Callan’s national ear and eye trainer BrotherDesmond Taboeya said the VHVs will be the frontline volunteers working to assist people with disabilities in their communities.
“Village health volunteers are in the communities and on the track – they are the ones to identify, detect and make referrals,” Desmond said.
“The early approach will give people with disabilities a chance to receive services so they can exercise their potential and contribute meaningfully to society like any other person.”
He said the training was essential for the VHVs who will lead assessments in the region, including for children at local schools.
“The remote nature and difficult terrain along the Kokoda Track present significant challenges for communities to access disability support services,” Br Desmond said.

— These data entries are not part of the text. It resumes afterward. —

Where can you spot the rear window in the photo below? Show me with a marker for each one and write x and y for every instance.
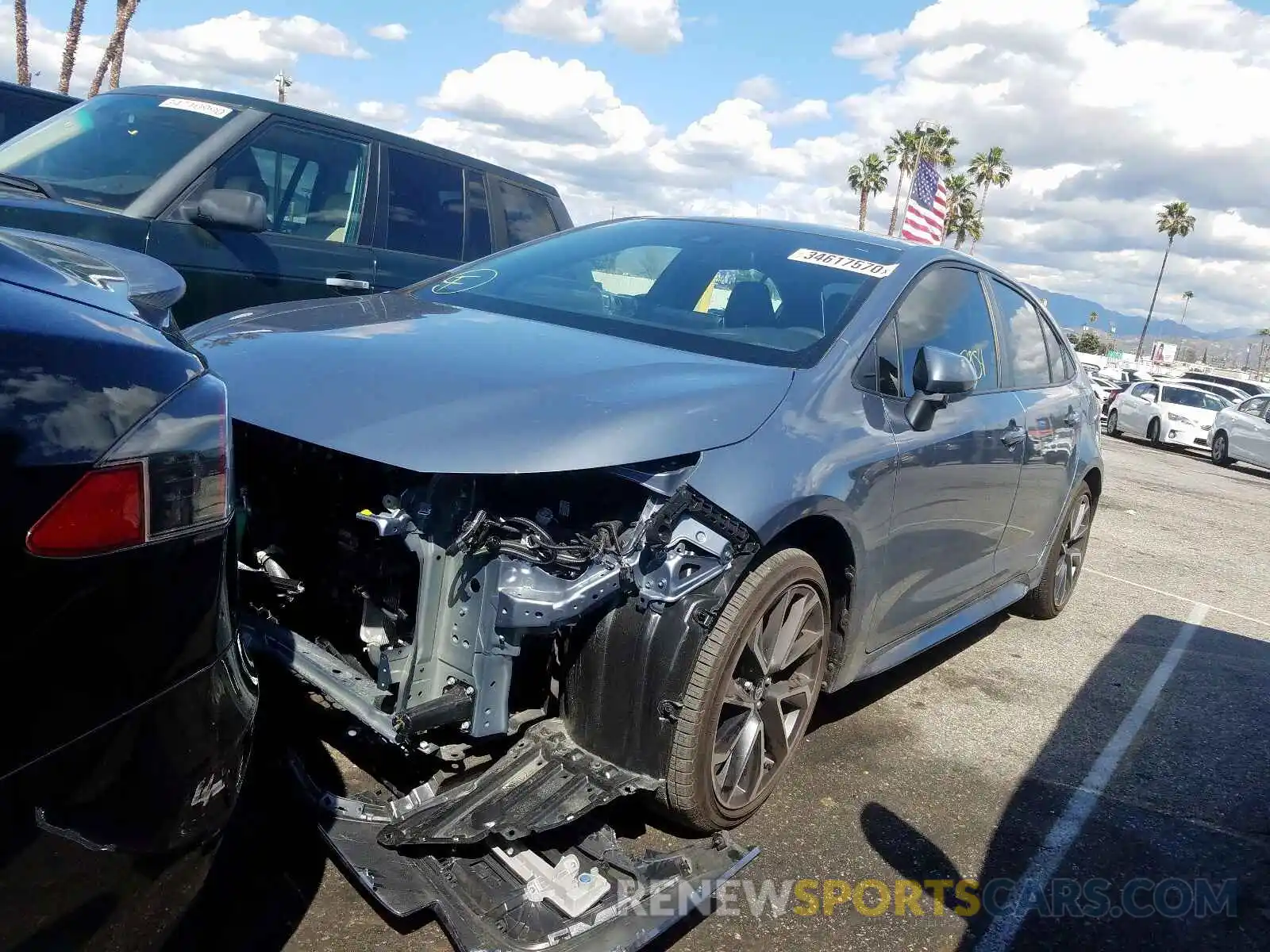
(729, 290)
(110, 149)
(1194, 397)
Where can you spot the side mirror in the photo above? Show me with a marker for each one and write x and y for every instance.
(937, 374)
(233, 209)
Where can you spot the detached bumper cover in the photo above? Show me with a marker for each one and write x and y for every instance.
(483, 905)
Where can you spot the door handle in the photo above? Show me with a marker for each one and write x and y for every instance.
(347, 283)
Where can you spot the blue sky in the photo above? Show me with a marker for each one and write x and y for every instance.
(1105, 111)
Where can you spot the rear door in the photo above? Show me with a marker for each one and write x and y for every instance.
(314, 183)
(435, 215)
(956, 482)
(1056, 412)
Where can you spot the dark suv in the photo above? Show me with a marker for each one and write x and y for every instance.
(23, 107)
(257, 202)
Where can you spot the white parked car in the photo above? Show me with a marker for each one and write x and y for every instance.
(1165, 413)
(1242, 433)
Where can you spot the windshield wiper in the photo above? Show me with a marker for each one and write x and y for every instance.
(29, 184)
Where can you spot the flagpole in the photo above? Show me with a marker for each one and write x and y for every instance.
(924, 127)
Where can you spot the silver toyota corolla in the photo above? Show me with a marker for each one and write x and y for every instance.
(603, 514)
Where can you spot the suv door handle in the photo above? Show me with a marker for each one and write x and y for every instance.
(346, 283)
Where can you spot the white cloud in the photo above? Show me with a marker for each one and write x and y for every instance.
(643, 25)
(389, 31)
(381, 113)
(761, 89)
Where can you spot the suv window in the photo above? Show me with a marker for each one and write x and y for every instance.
(476, 241)
(529, 215)
(110, 149)
(425, 206)
(1024, 338)
(311, 183)
(946, 309)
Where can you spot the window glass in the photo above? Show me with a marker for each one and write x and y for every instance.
(1257, 406)
(478, 243)
(723, 289)
(946, 309)
(110, 149)
(425, 206)
(529, 215)
(1185, 397)
(311, 183)
(1060, 363)
(1024, 340)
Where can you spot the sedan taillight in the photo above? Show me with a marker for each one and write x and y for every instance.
(168, 476)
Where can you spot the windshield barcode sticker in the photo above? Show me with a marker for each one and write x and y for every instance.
(197, 106)
(842, 263)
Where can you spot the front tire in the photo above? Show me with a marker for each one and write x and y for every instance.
(751, 695)
(1064, 562)
(1221, 450)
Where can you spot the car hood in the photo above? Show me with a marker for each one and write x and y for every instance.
(441, 389)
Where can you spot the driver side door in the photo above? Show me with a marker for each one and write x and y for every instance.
(956, 482)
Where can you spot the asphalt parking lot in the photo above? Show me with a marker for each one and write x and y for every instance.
(1119, 752)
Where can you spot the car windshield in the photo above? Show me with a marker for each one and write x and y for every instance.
(108, 150)
(749, 292)
(1197, 399)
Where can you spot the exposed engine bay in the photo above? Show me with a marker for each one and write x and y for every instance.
(440, 612)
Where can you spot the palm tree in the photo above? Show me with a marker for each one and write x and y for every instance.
(112, 59)
(902, 149)
(73, 35)
(964, 222)
(959, 192)
(990, 169)
(19, 35)
(1175, 221)
(869, 178)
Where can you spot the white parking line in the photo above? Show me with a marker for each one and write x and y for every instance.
(1003, 930)
(1174, 594)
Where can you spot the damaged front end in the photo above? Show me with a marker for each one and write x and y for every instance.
(437, 619)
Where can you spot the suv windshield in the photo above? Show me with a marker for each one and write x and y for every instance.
(1194, 397)
(110, 149)
(756, 294)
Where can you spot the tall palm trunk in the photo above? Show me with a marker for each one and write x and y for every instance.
(112, 59)
(895, 211)
(19, 36)
(1142, 338)
(73, 35)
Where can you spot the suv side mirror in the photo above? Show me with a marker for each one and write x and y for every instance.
(232, 209)
(937, 374)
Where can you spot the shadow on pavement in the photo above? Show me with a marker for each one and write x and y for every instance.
(1181, 827)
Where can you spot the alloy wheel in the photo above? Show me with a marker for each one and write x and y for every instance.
(768, 702)
(1076, 539)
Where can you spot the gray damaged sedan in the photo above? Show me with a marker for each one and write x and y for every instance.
(600, 517)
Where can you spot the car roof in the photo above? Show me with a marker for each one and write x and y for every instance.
(336, 122)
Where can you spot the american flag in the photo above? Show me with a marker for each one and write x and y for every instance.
(927, 207)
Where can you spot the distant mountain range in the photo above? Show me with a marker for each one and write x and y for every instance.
(1073, 313)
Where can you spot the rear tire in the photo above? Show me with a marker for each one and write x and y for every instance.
(751, 695)
(1064, 562)
(1221, 450)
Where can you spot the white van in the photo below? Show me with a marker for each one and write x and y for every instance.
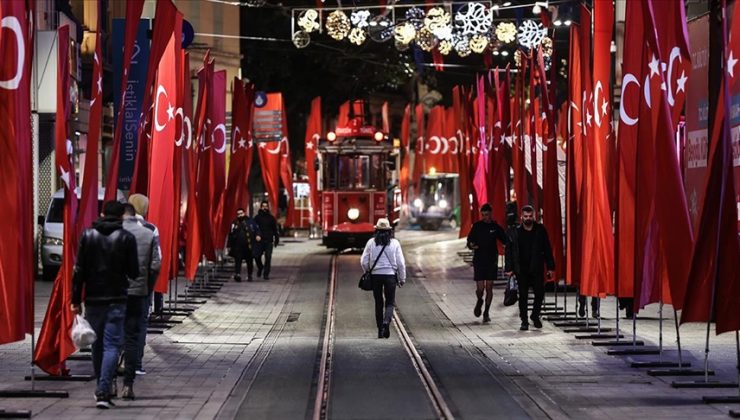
(53, 232)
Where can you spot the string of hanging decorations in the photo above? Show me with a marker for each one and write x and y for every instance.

“There is an opportunity for VHVs to connect teachers and health workers with improved disability support services through the Kokoda Initiative and its extensive network in schools, health centres, and villages.”
The training followed a disability survey conducted across the Kokoda Track last year, which provided information on the prevalence of disabilities and disability issues in regional communities.
Br Desmond said the survey identified gaps in disability support services which present significant challenges for communities and persons with disabilities.
The Kokoda Initiative Partnership supports more than 80 VHVs who work to improve health services and the wellbeing of people and communities in the Kokoda Track region.
The disability assessment training will be used to assess the potential for comprehensive training for health workers.
Callan Services works with the Kokoda Initiative through its maternal and child health patrols to do disability assessment services across the 90 Track villages, screening, and testing across 60 schools and 14 health facilities which are supported by the Kokoda Initiative, connecting health workers, teachers, and village health volunteers with improved disability services.